MORPHOLOGY OF INFARCTS 

 infarcts may be either red (hemorrhagic) or white (anemic) and may be either septic or aseptic 

 All infarcts tend to be wedge-shaped, with the occluded vessel at the apex and the periphery of the organ forming the base 
 
 The margins of both types of infarcts tend to become better defined with time 
 
 The dominant histological characteristic of infarction is ischemic coagulative necrosis 
 
 most infarcts are ultimately replaced by scar. The brain is an exception, it results in liquefactive necrosis 
 
 RED INFARCTS:
occur in 
(1) venous occlusions (such as in ovarian torsion) 
(2) loose tissues (like lung) that allow blood to collect in the infarcted zone 
(3) tissues with dual circulations (lung and small intestine) 
(4) previously congested tissues because of sluggish venous outflow 
(5) when flow is re-established to a site of previous arterial occlusion and necrosis 

WHITE INFARCTS 

occur with: 
1) arterial occlusions 
2) solid organs (such as heart, spleen, and kidney).
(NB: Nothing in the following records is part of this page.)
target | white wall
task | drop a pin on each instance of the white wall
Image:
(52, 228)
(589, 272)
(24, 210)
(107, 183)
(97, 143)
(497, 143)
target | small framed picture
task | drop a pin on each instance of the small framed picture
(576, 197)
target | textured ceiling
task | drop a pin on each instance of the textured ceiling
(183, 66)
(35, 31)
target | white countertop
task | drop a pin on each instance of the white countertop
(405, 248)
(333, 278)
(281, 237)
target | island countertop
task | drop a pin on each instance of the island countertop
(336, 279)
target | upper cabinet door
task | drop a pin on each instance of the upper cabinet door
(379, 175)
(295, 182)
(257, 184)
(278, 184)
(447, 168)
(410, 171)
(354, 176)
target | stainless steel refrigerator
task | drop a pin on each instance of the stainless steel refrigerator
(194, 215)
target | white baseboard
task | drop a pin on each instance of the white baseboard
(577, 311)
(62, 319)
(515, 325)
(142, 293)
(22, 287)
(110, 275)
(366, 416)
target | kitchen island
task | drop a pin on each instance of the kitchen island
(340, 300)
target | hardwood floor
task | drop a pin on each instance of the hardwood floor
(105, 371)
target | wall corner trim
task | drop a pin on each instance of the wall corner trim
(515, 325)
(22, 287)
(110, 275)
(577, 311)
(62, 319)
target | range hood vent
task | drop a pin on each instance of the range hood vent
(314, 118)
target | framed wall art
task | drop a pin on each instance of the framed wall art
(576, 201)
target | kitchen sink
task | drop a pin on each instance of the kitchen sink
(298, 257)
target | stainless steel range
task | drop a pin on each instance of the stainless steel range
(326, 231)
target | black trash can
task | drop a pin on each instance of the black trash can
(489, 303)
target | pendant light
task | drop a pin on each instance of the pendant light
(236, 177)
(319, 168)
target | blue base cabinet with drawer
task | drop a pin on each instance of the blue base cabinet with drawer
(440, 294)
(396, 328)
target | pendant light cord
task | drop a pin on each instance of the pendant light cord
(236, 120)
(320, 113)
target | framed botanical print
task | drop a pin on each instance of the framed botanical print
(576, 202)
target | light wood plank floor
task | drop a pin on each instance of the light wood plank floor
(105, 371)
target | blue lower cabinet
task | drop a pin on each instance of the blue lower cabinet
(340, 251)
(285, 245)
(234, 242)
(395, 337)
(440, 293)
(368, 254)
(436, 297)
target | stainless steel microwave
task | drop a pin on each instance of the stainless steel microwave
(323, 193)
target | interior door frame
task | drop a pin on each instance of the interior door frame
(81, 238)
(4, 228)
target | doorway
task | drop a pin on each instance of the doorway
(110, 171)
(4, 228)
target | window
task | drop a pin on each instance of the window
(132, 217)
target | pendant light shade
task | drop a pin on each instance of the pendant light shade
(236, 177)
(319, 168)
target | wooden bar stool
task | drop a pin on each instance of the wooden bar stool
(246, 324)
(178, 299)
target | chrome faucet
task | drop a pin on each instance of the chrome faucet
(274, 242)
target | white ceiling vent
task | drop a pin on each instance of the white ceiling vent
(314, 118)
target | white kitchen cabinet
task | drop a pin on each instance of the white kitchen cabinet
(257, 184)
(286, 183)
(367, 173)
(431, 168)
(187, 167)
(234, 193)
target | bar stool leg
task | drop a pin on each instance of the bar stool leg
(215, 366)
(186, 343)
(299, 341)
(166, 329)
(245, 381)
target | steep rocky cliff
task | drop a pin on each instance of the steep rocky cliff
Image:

Septic infarctions - occur when bacterial vegetations from a heart valve embolize or when microbes seed an area of necrotic tissue. - the infarct is converted into an abscess, with a correspondingly greater inflammatory response


FACTORS THAT INFLUENCE DEVELOPMENT OF AN INFARCT
- nature of the vascular supply 
- rate of development of the occlusion (collateral circulation ) 
- vulnerability to hypoxia - Neurons undergo irreversible damage 
- 3 to 4 minutes of ischemia. - Myocardial cells die after only 20 to 30 minutes of ischemia 
- the oxygen content of blood
 

Osteomyelitis
This refers to inflammation of the bone and related marrow cavity almost always due to infection. Osteomyelitis can be acute or a chronic. The most common etiologic agents are pyogenic bacteria and Mycobacterium tuberculosis.

Pyogenic Osteomyelitis

The offending organisms reach the bone by one of three routes:
1. Hematogenous dissemination (most common)
2. Extension from a nearby infection (in adjacent joint or soft tissue)
3. Traumatic implantation of bacteria (as after compound fractures or orthopedic procedures). Staphylococcus aureus is the most frequent cause. Mixed bacterial infections, including anaerobes, are responsible for osteomyelitis complicating bone trauma. In as many as 50% of cases, no organisms can be isolated. 

Pathologic features 

• The offending bacteria proliferate & induce an acute inflammatory reaction.
• Entrapped bone undergoes early necrosis; the dead bone is called sequestrum.
• The inflammation with its bacteria can permeate the Haversian systems to reach the periosteum. In children, the periosteum is loosely attached to the cortex; therefore, sizable subperiosteal abscesses can form and extend for long distances along the bone surface.
• Lifting of the periosteum further impairs the blood supply to the affected region, and both suppurative and ischemic injury can cause segmental bone necrosis.
• Rupture of the periosteum can lead to an abscess in the surrounding soft tissue and eventually the formation of cutaneous draining sinus. Sometimes the sequestrum crumbles and passes through the sinus tract.
• In infants (uncommonly in adults), epiphyseal infection can spread into the adjoining joint to produce suppurative arthritis, sometimes with extensive destruction of the articular cartilage and permanent disability.
• After the first week of infection chronic inflammatory cells become more numerous. Leukocyte cytokine release stimulates osteoclastic bone resorption, fibrous tissue ingrowth, and bone formation in the periphery, this occurs as a shell of living tissue (involucrum) around a segment of dead bone. Viable organisms can persist in the sequestrum for years after the original infection.
Chronicity may develop when there is delay in diagnosis, extensive bone necrosis, and improper management. 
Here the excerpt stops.